Instead, I'd propose to use a combination of unit and integration testing:

  • Have a unit test that tests the code which supplies the list of fields for building the SQL. I.e., have a method Map getRestrictions() which you can easily unit-test.
  • Have an integration test for the SQL generation as a whole, which runs against a real database (maybe some embedded DB like the H2 database, which you can a start just for the test).

That way, you unit-test the actual values supplied to the SQL, and you integration-test that you are really creating the right SQL.

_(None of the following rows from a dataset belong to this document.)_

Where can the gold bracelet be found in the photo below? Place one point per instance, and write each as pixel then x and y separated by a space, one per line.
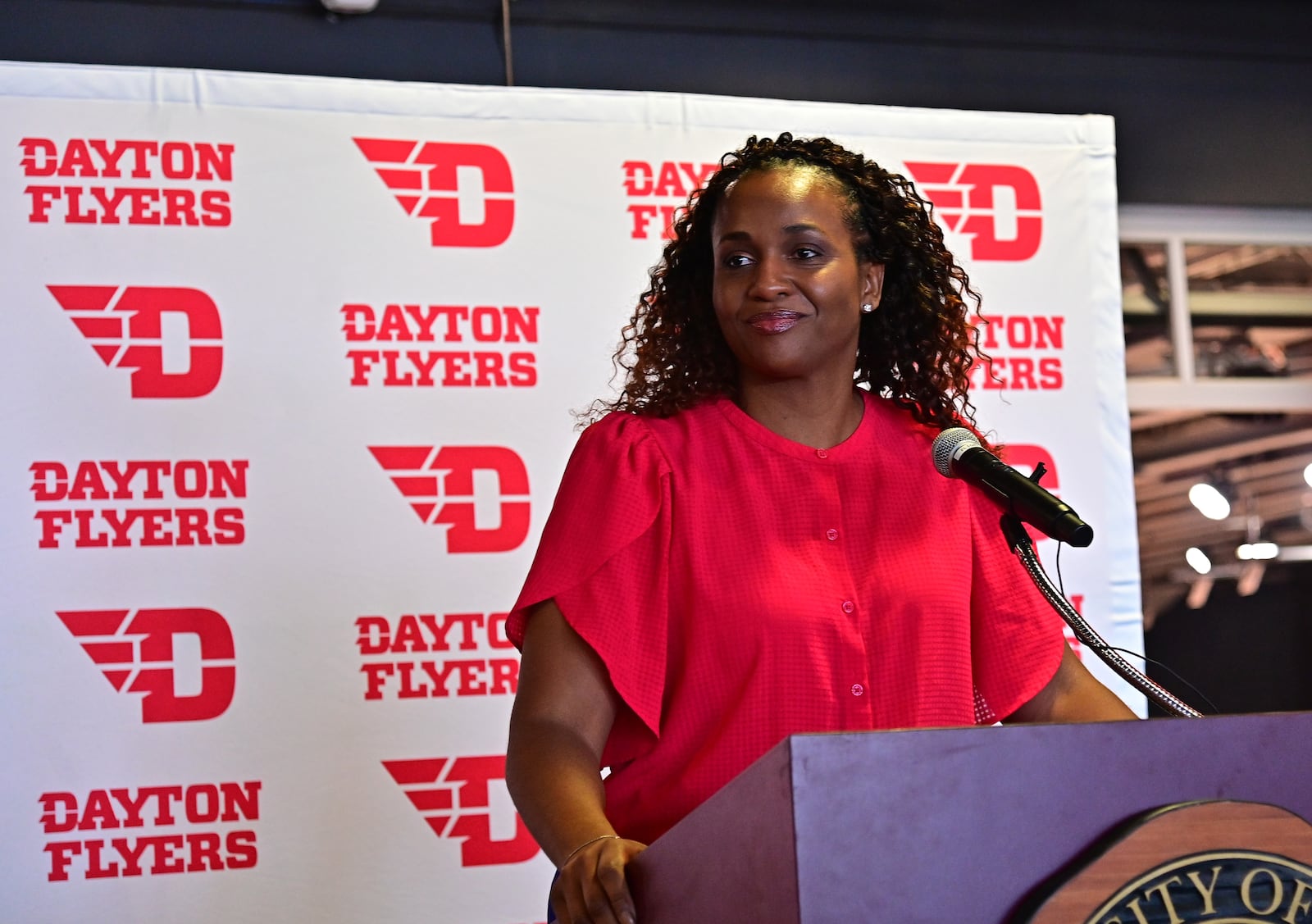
pixel 570 856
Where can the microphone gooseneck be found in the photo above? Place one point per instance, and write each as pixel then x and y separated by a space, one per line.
pixel 959 454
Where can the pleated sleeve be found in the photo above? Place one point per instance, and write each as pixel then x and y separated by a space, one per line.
pixel 604 558
pixel 1017 638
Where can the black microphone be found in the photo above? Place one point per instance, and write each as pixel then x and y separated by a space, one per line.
pixel 959 454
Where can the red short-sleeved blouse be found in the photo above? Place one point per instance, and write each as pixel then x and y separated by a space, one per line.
pixel 741 587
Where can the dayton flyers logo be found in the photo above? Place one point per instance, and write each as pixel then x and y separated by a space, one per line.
pixel 465 189
pixel 137 655
pixel 433 478
pixel 452 794
pixel 125 325
pixel 995 205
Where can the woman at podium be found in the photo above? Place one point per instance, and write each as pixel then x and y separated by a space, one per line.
pixel 752 541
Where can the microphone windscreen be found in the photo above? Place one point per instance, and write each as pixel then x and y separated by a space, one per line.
pixel 946 445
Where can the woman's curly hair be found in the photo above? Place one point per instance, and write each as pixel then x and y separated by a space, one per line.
pixel 918 348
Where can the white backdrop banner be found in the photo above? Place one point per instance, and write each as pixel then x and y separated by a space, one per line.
pixel 286 395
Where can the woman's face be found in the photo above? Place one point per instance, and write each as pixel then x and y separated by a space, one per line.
pixel 789 286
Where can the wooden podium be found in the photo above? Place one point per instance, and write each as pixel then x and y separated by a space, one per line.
pixel 951 825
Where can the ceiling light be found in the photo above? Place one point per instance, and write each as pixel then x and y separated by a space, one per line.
pixel 1210 502
pixel 1257 552
pixel 349 7
pixel 1198 561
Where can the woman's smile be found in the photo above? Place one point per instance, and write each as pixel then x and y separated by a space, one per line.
pixel 774 322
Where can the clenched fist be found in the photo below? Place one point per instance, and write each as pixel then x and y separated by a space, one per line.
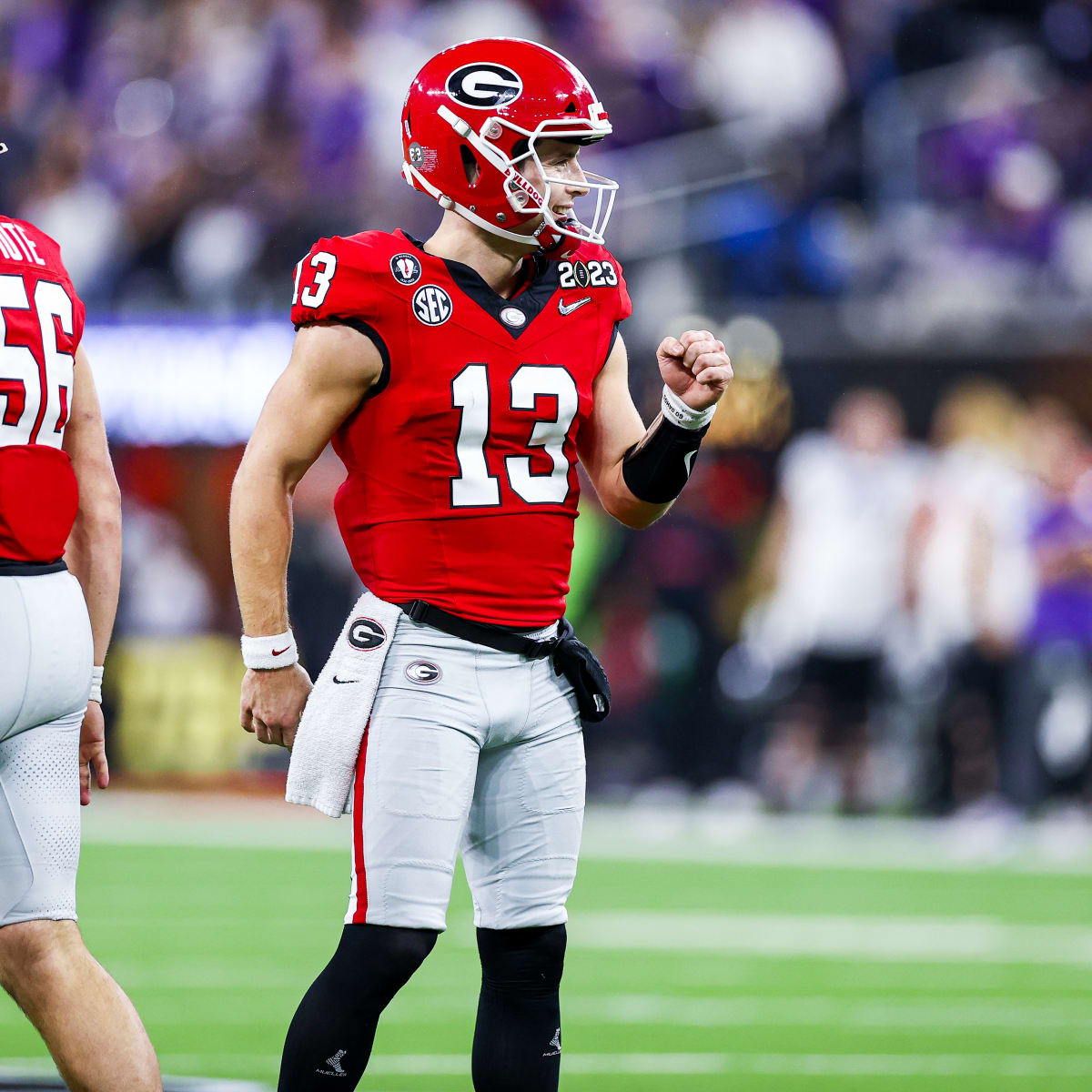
pixel 272 703
pixel 694 367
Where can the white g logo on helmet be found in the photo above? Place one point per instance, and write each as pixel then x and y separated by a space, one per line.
pixel 484 86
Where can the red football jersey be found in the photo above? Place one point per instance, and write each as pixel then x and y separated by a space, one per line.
pixel 41 327
pixel 462 483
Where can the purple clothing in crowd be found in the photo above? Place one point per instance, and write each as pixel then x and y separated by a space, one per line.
pixel 1064 607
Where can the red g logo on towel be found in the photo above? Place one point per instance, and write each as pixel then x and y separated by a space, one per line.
pixel 366 634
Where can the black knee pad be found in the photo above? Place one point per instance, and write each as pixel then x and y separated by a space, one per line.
pixel 529 959
pixel 379 958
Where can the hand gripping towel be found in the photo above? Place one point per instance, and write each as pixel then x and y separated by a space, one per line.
pixel 328 741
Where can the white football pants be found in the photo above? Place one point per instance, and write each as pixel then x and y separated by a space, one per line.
pixel 46 656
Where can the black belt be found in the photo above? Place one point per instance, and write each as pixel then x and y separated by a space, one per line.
pixel 480 632
pixel 9 567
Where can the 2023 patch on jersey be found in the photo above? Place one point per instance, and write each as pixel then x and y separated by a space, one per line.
pixel 41 327
pixel 462 484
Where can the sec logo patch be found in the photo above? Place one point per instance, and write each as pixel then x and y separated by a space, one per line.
pixel 405 268
pixel 366 634
pixel 431 305
pixel 423 672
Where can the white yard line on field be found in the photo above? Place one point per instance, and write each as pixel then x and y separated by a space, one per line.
pixel 862 937
pixel 698 834
pixel 890 1014
pixel 682 1065
pixel 676 1065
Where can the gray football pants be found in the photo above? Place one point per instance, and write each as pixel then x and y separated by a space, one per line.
pixel 475 752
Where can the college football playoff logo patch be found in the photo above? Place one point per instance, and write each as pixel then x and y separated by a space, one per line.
pixel 424 672
pixel 431 305
pixel 484 86
pixel 366 634
pixel 405 268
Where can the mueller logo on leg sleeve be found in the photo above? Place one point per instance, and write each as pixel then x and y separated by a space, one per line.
pixel 423 672
pixel 366 634
pixel 334 1063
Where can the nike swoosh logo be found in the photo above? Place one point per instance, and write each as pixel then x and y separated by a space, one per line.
pixel 569 308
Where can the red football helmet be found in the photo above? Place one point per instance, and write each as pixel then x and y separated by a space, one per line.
pixel 475 112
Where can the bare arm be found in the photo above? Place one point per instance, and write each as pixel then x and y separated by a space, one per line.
pixel 93 551
pixel 332 369
pixel 693 366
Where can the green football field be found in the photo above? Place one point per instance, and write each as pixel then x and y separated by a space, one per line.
pixel 704 954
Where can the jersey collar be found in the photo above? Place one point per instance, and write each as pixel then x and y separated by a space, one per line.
pixel 529 299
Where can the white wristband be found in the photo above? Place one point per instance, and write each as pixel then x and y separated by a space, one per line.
pixel 265 653
pixel 96 685
pixel 678 413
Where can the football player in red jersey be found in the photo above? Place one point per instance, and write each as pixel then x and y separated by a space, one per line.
pixel 60 561
pixel 460 380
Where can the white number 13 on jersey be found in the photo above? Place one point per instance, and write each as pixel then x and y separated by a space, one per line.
pixel 470 392
pixel 325 265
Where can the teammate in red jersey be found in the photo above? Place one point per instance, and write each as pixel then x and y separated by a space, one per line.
pixel 460 380
pixel 60 561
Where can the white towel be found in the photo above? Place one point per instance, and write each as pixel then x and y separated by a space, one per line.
pixel 328 741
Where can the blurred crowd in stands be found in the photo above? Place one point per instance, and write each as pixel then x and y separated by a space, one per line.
pixel 833 616
pixel 187 153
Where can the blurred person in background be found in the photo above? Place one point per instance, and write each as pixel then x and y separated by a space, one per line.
pixel 60 558
pixel 1048 742
pixel 460 379
pixel 833 560
pixel 970 583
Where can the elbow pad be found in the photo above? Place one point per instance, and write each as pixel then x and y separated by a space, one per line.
pixel 656 469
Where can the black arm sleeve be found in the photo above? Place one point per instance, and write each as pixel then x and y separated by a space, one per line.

Note: I my opinion this is an example of "integration code", which cannot be usefully unit-tested. The problem is that the code does not produce a real, testable result by itself. Rather, its purpose is to interface with a database (by sending it SQL), which produces the result. In other words, the code does the right thing not if it produces some specific SQL string, but if it drives the database to do the right thing. Therefore, this code can be meaningfully tested only with the database, i.e. in an integration test.

sleske
  • 81,358
  • 34
  • 189
  • 227
  • SQL was just used for the example, my actual use case is with a proprietary query-language algebra to is fed into a large rules engine that one cannot instantiate during a test via a SOAP message. That is why I focussed on the string in my question. – Sled Jan 03 '13 at 16:24
  • @ArtB: Thanks for the clarification. Still, I believe my point stands. If your code does not produce a real result (i.e. one that is directly useful to the user), but is meant to drive some other code (the rules engine), then it can only be meaningfully tested with that rules engine. – sleske Jan 03 '13 at 16:25
  • Of course, you can always build some parser to stand in for the rules engine, but that will be awkward (like I mentioned in the first paragraph). – sleske Jan 03 '13 at 16:26
0

First, use a LinkedHashMap instead of a regular HashMap. It shouldn't introduce any noticeable performance degradation. Rather than sorting, it retains insertion ordering.

Second, insert the pairs into the map in a well understood manner. Perhaps you are getting the data from a table, and adding an ordering index is unacceptable. But perhaps the database can be ordered by primary key or something.

Combined, those two changes should give you predictable results.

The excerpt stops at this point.